SOUTHAVEN, Miss-- Some people said the state flag was a symbol of racism and hatred.
At least, that's what Pamela Brown said she sees when she looks at it.
"It's not that we're not honoring (confederate) soldiers who died, but it keeps the mindset going. You get what I'm saying? It keeps the Confederate mindset going having the flag up. If it comes down, it's out of sight, out of mind, " Brown said
But the majority of Mississippi voters said the controversial flag is a piece of history and one worth preserving.
Republican State Representative Gene Alday represents District 25 in Desoto County.
He said he understood both arguments.
"I don't see that it really hurt anything, but it has offended some people now. I am sure the discussion will come up because we hate all the stuff is happening around the country. It's heart wrenching and hurts your feelings just to think about it, " Alday said.

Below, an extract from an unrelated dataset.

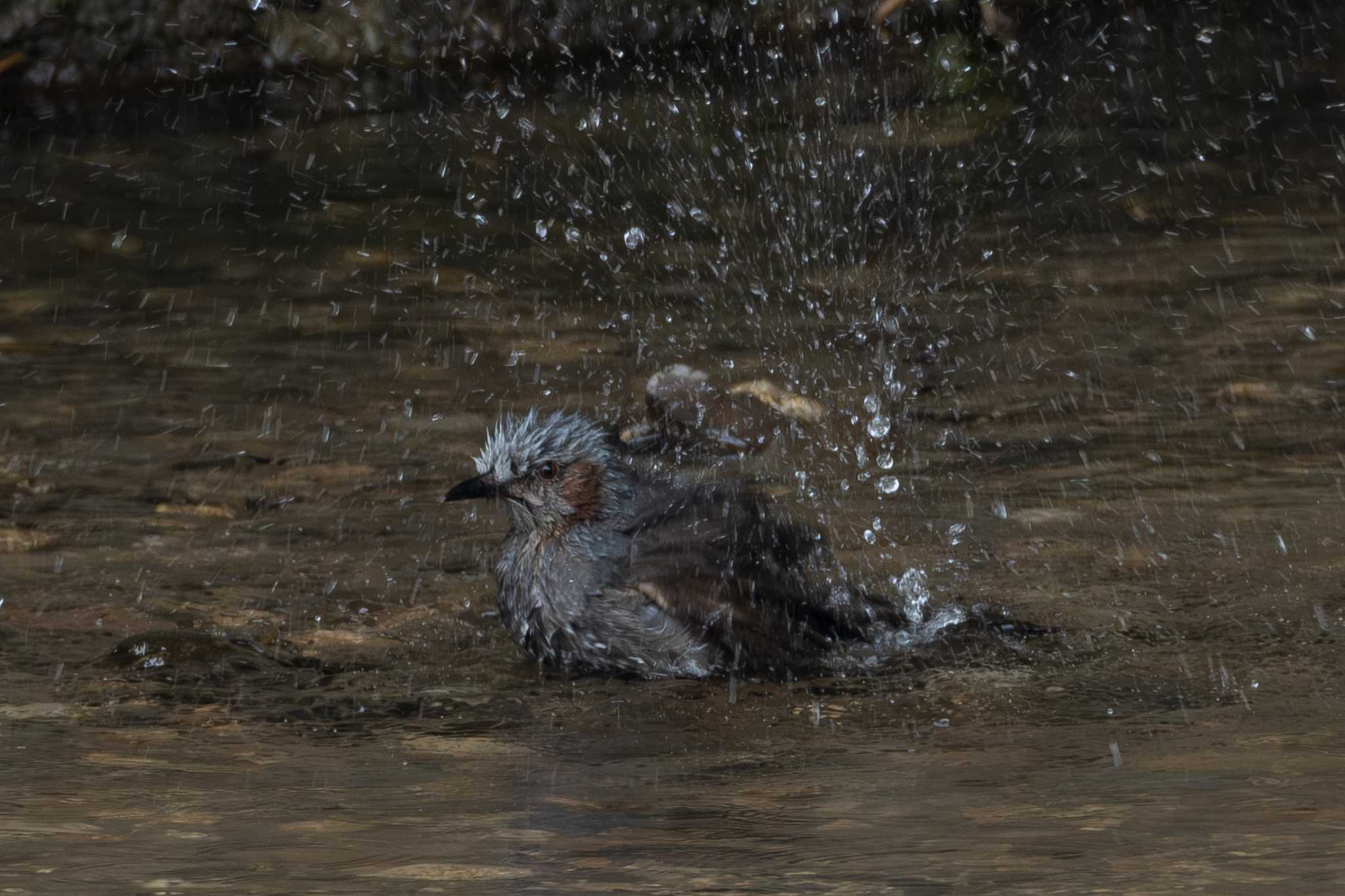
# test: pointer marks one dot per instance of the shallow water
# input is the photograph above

The flag flap took on new meaning after images surfaced online of South Carolina white supremacist and admitted church shooter Dylan Roof holding a confederate flag and a gun and telling police he wanted to start a "race war".

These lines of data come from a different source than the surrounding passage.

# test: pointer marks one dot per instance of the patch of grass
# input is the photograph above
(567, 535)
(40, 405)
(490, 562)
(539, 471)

Rachel Booth said it was time for a change.
"We are all the same no matter what color or race. We have to keep our faith in God in order for us to move forward instead of living in the past," Booth said.

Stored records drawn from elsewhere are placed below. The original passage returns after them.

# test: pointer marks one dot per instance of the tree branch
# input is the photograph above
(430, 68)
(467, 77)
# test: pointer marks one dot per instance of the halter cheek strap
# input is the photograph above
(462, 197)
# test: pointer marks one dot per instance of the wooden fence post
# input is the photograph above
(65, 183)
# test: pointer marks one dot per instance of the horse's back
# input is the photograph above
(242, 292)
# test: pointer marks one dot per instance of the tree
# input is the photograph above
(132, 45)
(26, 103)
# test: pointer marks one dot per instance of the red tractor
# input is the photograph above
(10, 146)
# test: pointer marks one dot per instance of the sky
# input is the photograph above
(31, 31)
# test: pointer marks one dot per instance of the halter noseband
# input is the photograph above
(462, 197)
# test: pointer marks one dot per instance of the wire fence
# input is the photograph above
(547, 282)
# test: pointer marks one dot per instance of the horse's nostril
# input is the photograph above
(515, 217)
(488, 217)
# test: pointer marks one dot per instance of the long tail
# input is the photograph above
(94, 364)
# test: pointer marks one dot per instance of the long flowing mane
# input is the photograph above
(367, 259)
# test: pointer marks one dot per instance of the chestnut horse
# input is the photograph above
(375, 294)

Fourteen years ago, Mississippi voters overwhelmingly decided to keep their flag as it is.
"I know the governor loves the flag, but I have to vote for what the people want," Alday said.
Supporters claimed it's a crucial part of the state's heritage while others said it's a painful reminder of the state's past that must be removed.
"Mississippi, we are past that. We are over it. We're over it," Brown said.